Famed for his blistering acceleration and dazzling dribbling skills, Eusebio was named European Footballer of the Year in 1965.
He won the European Cup with Benfica in 1962 and was in the side that lost to Manchester United in the 1968 Wembley final.
Eusebio enjoyed 10 league championship victories and five Portuguese cup triumphs in his 15 years at the club and was Portugal's top league scorer seven times.
Current Portugal captain Cristiano Ronaldo was among those to pay tribute.
"Always eternal, Eusebio, rest in peace," the Real Madrid and former Manchester United striker wrote on Twitter alongside a picture of both men together.
Former Portugal winger Luis Figo tweeted: "The king! Great loss for all of us! The greatest!"
Chelsea manager Jose Mourinho called him one of his country's "great figures".
Born: 25/01/42 in Mozambique.
Early career: Started with Sporting Lourenco-Marques, a nursery club of Sporting Lisbon, but was signed by Benfica for £7,500 at the age of 19.
Benfica: Helped side beat Real Madrid 5-3 in the European Cup final in 1962. Won 10 league championships and five cups in his 15 years at Benfica.
Portugal: Scored 41 goals in 64 internationals.
Starring roles: Named European Footballer of the Year in 1965 and top scorer at the 1966 World Cup with nine goals.
Mourinho told state broadcaster RTP: "I think he is immortal. We all know what he meant for football and especially for Portuguese football.
"He was not only a great inspiration but also an important figure in upholding the values, principles and feelings of football, even after finishing his career."
Greg Dyke, chairman of the Football Association in England, said Eusebio and Brazilian striker Pele were the best-known international footballers in the 1960s.
"He was the [Lionel] Messi or Ronaldo of his time," Dyke told the BBC News Channel.
"Every generation has great footballers. He was clearly a world-class footballer who scored an awful lot of goals.
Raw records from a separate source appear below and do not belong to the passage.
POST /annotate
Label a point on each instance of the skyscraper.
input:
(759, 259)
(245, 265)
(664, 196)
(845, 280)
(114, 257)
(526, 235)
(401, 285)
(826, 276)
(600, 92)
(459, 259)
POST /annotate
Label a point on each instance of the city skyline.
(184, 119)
He had a level of natural talent that most players don't have."
Eusebio's goals in the 1966 World Cup helped his country to third place, after they were beaten by eventual winners England in the semi-finals.
Portugal won all of their group games as title holders Brazil were eliminated in the first round, and Eusebio starred in a dramatic 5-3 win over North Korea in the quarter-finals, with his four goals helping his side come back from 3-0 down.
Portugal went on to lose 2-1 in the last four to England, with Eusebio in tears as he left the pitch at the end of the game.
But he had captured the hearts of the British public and his figure was soon added to Madame Tussauds' waxwork collection.
Eusebio continued to play at the highest level until 1974, but knee problems had already begun to slow him down.
In 1975, he moved to the North American Soccer League and then returned to Portugal in 1976-77 to play for SC Beira Mar, before further spells in the USA and Mexico.
After his playing career ended, he was an ambassador for Benfica and Portuguese football.